Kreativitas adalah milik semua orang. Bukan didominasi oleh ilmuwan dan pakar yang berpendidikan tinggi. Semua orang bisa menjadi orang yang kreatif asalkan mereka mau keluar dari zona nyaman, berani berimajinasi dan mau belajar dari orang lain. Salah satu cara untuk kreativ itu adalah dengan konsep ATM yaitu singkatan dari amati, tiru dan modifikasi.

Konsep inilah yang dipakai hari ini oleh bangsa China sehingga perekonomian mereka mulai beranjak naik. Mereka mampu memproduksi kendaraan bermotor dan Hand phone yang membanjiri pasar-pasar di Indonesia. Mereka mengamati dan mempelajari produk-produk yang dikeluarkan oleh Bangsa Jepang dan Amerika, kemudian mereka melakukan modifikasi. Walaupun kebanyakan mereka mengamati dan menirunya 100 %.

creative-genius-mindset-mind-map1

Kreativitas adalah kemampuan untuk melahirkan ide dan gagasan baru yang segar dan orisinal untuk mengatasi tantangan dan mencapai tujuan yang kita inginkan.Pada zaman ini perubahan juga terjadi dalam waktu yang sangat cepat. Banyak penemuan-penemuan dan ilmu baru dilahirkan. Informasi begitu mudah kita dapatkan dengan berbagai media. Pada zaman ini orang yang berkuasa adalah orang yang menguasai teknologi dan informasi.

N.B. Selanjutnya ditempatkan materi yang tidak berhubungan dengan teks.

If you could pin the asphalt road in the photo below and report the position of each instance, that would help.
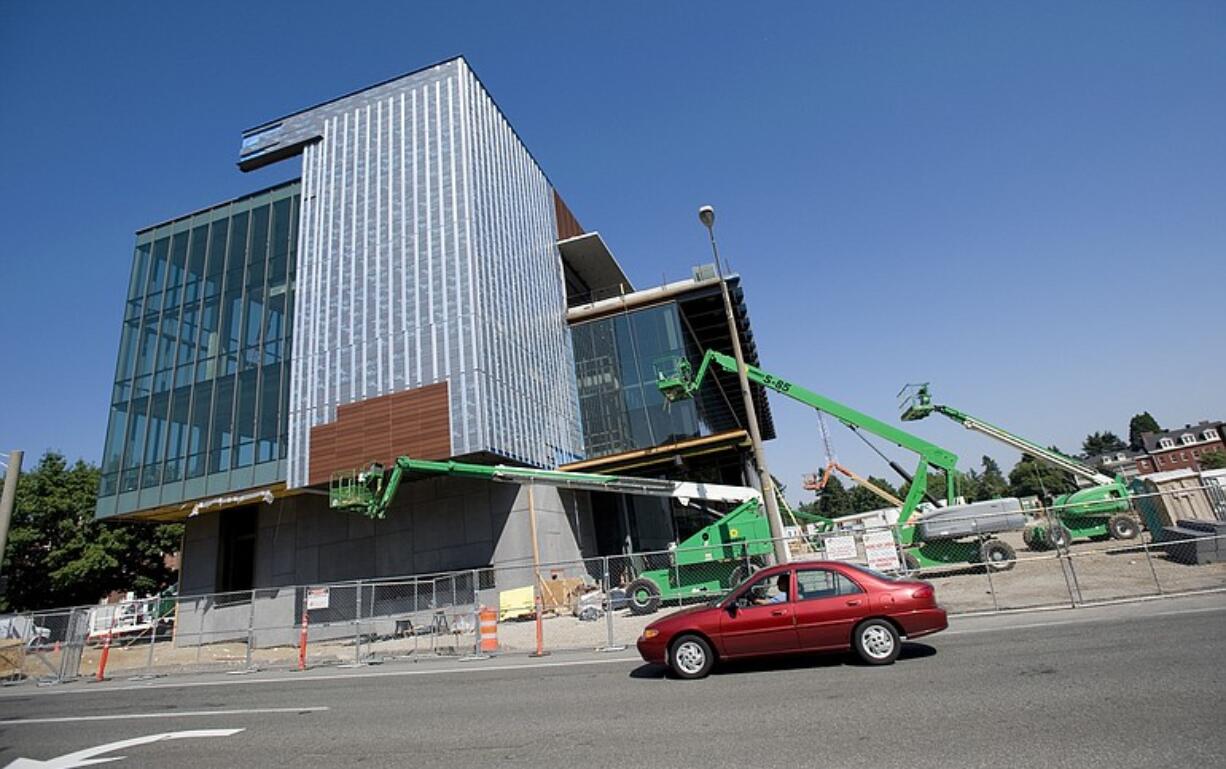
(1137, 684)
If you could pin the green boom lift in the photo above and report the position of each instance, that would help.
(706, 563)
(1097, 513)
(677, 380)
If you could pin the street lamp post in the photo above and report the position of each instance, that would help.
(706, 215)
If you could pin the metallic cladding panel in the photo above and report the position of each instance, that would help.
(427, 255)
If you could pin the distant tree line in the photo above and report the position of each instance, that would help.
(58, 554)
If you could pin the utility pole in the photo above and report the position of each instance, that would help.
(706, 215)
(6, 498)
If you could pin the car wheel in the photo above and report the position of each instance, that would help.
(997, 556)
(690, 658)
(877, 642)
(643, 596)
(1123, 527)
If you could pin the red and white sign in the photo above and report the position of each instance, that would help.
(880, 551)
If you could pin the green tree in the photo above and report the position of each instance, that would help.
(1101, 443)
(834, 499)
(58, 554)
(862, 501)
(1213, 460)
(992, 482)
(1138, 424)
(1031, 477)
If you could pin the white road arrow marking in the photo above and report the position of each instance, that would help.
(87, 757)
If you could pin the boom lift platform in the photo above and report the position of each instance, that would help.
(710, 561)
(940, 537)
(1099, 513)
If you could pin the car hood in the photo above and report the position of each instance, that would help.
(684, 612)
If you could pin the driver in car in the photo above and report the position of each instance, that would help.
(779, 597)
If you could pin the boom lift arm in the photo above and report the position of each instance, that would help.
(372, 491)
(683, 382)
(918, 405)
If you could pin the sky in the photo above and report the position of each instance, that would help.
(1024, 204)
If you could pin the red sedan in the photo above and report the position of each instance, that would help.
(807, 606)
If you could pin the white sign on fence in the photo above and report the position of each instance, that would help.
(880, 551)
(841, 547)
(316, 597)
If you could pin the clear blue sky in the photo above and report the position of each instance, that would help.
(1023, 202)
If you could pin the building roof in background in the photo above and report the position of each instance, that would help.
(1197, 431)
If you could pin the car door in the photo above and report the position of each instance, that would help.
(749, 627)
(828, 606)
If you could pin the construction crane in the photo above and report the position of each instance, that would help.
(1097, 513)
(955, 534)
(716, 557)
(817, 482)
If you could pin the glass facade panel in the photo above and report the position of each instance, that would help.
(201, 386)
(619, 404)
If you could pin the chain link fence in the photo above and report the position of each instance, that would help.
(1171, 543)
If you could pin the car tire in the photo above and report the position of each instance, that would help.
(643, 596)
(997, 556)
(1123, 527)
(690, 656)
(877, 642)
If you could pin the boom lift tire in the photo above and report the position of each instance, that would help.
(1123, 527)
(643, 596)
(997, 556)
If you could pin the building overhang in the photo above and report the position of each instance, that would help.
(663, 454)
(590, 258)
(204, 505)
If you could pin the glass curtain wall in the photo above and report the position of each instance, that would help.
(202, 377)
(619, 404)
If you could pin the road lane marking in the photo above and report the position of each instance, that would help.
(530, 665)
(1081, 621)
(88, 757)
(167, 714)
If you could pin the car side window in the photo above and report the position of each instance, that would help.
(823, 584)
(765, 590)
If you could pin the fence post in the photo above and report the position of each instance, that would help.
(153, 623)
(357, 623)
(302, 634)
(250, 631)
(106, 646)
(609, 644)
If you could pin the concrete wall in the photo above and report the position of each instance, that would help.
(434, 525)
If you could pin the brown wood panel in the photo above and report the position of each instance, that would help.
(416, 422)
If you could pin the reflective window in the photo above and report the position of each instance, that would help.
(823, 584)
(200, 378)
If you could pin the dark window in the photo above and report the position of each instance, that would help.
(236, 550)
(823, 584)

Untuk dapat bersaing dalam era teknologi dan informasi yang mengandalkan kecerdasan dan fleksibilitas ini diperlukan kemampuan berpikir kreatif. Kita melihat dalam dunia bisnis, perusahaan yang tidak kreatif melakukan perubahan dan perbaikan, akan tertinggal dibandingkan yang lainnya yang secara dinamis terus melakukan perubahan dan perbaikan.

Melakukan hal-hal biasa dengan cara yang tidak biasa akan membawa kesuksesan-  Henry John Heinz

Berani Tampil Beda

beda

Pada prinsipnya kreativitas disebut juga keberanian untuk berani tampil beda dan berani melawan arus utama (mainstream) yang berkembang. Namun kalau kita lihat kebanyakan orang kreatif memang kelihatan berbeda diawal, bahkan cendrung ide dan gagasannya dilihat secara pesimis oleh orang lain, dikritisi bahkan dipatahkan. Namun orang kreatif memiliki semangat dan mental yang kuat untuk membuktikan bahwa ide dan gagasanya mereka, akan sangat berguna suatu saat.

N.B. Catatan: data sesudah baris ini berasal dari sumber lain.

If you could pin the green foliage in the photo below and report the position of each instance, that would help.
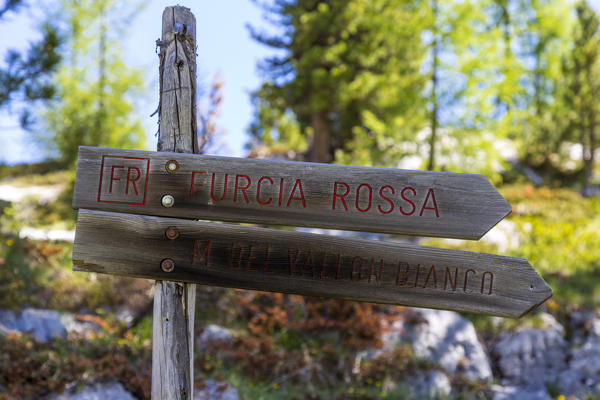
(581, 87)
(96, 89)
(33, 370)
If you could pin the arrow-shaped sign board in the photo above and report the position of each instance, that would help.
(288, 193)
(302, 263)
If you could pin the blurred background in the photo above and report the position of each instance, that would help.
(506, 88)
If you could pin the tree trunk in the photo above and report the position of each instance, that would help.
(434, 89)
(174, 303)
(319, 149)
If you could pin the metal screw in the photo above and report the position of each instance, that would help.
(168, 200)
(172, 233)
(172, 166)
(167, 265)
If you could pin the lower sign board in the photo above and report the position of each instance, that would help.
(303, 263)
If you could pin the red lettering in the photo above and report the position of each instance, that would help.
(193, 185)
(341, 196)
(405, 280)
(242, 188)
(358, 195)
(378, 274)
(337, 266)
(205, 252)
(434, 208)
(292, 264)
(322, 269)
(386, 199)
(417, 276)
(491, 274)
(112, 176)
(467, 278)
(250, 258)
(280, 190)
(239, 248)
(298, 184)
(408, 201)
(258, 191)
(212, 189)
(266, 265)
(132, 180)
(430, 274)
(308, 261)
(352, 274)
(448, 278)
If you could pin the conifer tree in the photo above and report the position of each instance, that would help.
(346, 84)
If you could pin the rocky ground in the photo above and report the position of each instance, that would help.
(520, 364)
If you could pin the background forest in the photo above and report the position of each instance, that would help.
(506, 88)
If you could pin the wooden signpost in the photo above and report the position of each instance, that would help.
(303, 263)
(290, 193)
(138, 212)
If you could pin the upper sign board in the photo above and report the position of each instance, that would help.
(287, 193)
(303, 263)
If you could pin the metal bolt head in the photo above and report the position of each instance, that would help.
(168, 200)
(171, 166)
(172, 233)
(167, 265)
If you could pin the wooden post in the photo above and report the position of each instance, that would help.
(174, 303)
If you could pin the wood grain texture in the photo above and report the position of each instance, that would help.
(289, 193)
(307, 264)
(174, 303)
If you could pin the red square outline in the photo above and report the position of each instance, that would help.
(121, 202)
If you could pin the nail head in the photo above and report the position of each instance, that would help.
(171, 166)
(172, 233)
(167, 265)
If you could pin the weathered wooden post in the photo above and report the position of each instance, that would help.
(173, 320)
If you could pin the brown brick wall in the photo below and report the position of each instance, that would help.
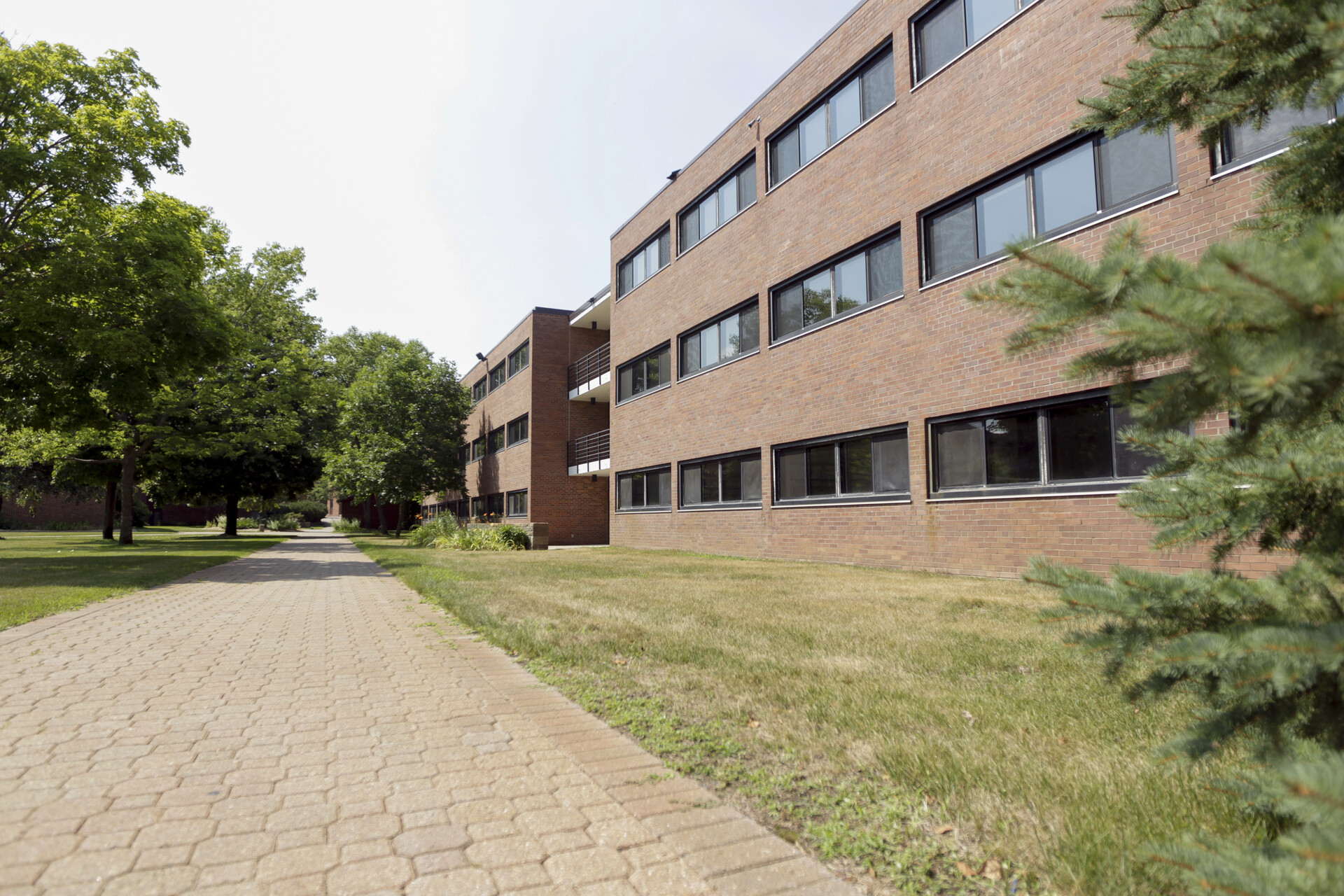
(926, 355)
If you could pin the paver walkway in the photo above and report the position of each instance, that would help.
(299, 722)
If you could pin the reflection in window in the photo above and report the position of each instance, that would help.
(644, 374)
(854, 102)
(644, 489)
(1086, 179)
(866, 277)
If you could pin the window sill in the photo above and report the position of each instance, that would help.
(838, 318)
(1037, 492)
(958, 58)
(647, 280)
(645, 393)
(704, 508)
(862, 500)
(1051, 238)
(683, 253)
(823, 153)
(718, 365)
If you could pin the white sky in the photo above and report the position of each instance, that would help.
(447, 166)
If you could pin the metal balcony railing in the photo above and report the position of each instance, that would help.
(590, 449)
(590, 365)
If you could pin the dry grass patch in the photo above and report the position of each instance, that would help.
(858, 711)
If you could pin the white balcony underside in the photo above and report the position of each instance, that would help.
(598, 387)
(593, 468)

Belajar untuk menjadi kreatif tidak sulit, bisa di mulai dari hal-hal yang sederhana. Melakukan tindakan dan kegiatan yang berbeda tiap hari. Jangan biarkan diri anda terjebak rutinitas. Misalnya, lewati jalan lain dari yang biasa anda lewati, baca buku-buku terbaru, berteman dengan orang-orang yang baru,dst.

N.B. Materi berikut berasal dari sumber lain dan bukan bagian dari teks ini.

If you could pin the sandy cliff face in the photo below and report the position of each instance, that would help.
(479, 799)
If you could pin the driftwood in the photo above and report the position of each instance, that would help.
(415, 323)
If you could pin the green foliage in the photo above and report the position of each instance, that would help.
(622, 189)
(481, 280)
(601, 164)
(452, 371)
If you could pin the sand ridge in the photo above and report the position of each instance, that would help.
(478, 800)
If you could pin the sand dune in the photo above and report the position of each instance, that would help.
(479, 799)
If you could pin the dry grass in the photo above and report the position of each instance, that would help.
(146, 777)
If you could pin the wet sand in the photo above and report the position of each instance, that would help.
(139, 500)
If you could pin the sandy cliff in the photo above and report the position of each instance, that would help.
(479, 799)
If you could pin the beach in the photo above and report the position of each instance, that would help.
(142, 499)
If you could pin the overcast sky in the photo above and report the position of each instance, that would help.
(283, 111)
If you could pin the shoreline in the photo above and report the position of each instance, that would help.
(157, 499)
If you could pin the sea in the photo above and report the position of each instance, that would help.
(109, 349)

Selingi pikiran anda dengan humor,musik, puisi, karya seni, permainan untuk dapat mengaktifkan terus otak kanan anda, karena kreativitas terletak pada otak kanan. Berwisata / kunjungan berkala menuju tempat-tempat yang belum pernah anda kunjungi, tempat-tempat yang dapat memunculkan inspirasi, penyegaran dan ketenangan pikiran seperti pantai, air terjun, gunung, taman bunga, kebun, danau.

creative-fun

Kenapa Tidak Bisa Kreatif ?

Terlalu Cepat Membuat Asumsi.

Terlalu cepat mengambil asumsi adalah contoh dari sikap malas berpikir. Kenapa disebut malas? Karena sering kali kita tidak mau menunggu untuk mendapatkan semua informasi yang kita perlukan untuk mendapatkan kesimpulan yang benar. Terlalu cepat mengambil asumsi artinya dia malas untuk mendapatkan atau mencari informasi yang diperlukan.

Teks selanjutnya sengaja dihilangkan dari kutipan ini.